It could take weeks, at least, to replace the damaged and destroyed section.
Pennsylvania’s transportation secretary, Michael Carroll, said demolition work is continuing around the clock and that his agency will release a replacement plan Wednesday for the roughly 100-foot (30 meter) section of I-95.
Buttigieg said he had not seen any sort of estimate for what sort of cost increases consumers might be facing, but said the trucking industry is working to make the most of alternative routes. He also suggested that the U.S. Department of Transportation is working with route-selecting software firms such as Google and Waze to optimize their products.
“At the end of the day, there’s no substitute for I-95 being up and running in full working condition,” Buttigieg said.
Of the 160,000 vehicles a day that travel that section, 8% are trucks and “obviously that is a lot of America’s GDP moving along that road every single day,” Buttigieg said.
Subodha Kumar, a professor of statistics, operations and data science at Temple University’s Fox School of Business, said it is impossible to calculate the scale of shipping delays and higher costs caused by detours without analyzing all the alternative trucking routes.
But, Kumar said, the added cost will not be small, and the impact will last for weeks or longer. It will affect commerce to Canada, and create cascading effects throughout the supply chain, he said.
“Any small disruption can multiply exponentially and can make the changes much bigger,” he said.
The effect will be immediate on perishable foods, he said.
For now, I-95 will be closed in both directions.
The elevated southbound portion of I-95 will have to be demolished, as well as the northbound side, officials say.
State police officials said the trucking company had contacted them about the accident and was cooperating, although they have declined to identify the company or say whether it was properly licensed for hauling gasoline.

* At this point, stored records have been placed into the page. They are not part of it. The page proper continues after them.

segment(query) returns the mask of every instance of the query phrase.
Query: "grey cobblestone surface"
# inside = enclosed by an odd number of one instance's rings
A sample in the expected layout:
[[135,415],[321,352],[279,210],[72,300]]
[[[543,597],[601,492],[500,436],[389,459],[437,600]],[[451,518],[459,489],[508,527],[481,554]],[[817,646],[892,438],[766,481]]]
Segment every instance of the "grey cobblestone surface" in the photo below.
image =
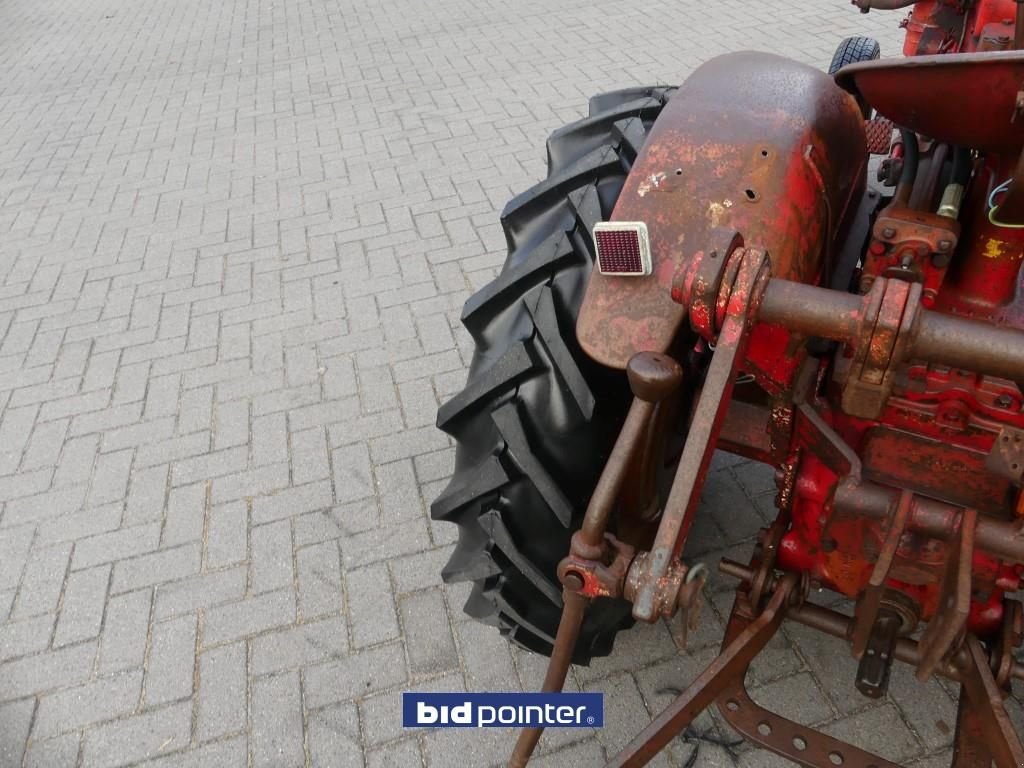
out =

Authorities say the driver was headed northbound on his way to deliver fuel to a convenience store a few miles away when the truck went down a curving off-ramp and out of control, landing on its side and rupturing the tank.
Rebuilding the stretch is likely to drag into July or August.
In California, a similar situation happened with a highway ramp in Oakland. It was replaced in 26 days, Joseph L. Schofer, a retired professor of civil and environmental engineering from Northwestern University, said.
In Atlanta, an elevated portion of Interstate 85 collapsed in a fire, shutting down the heavily traveled route through the heart of the city in March 2017. It took authorities there 43 days to replace the span, Schofer said.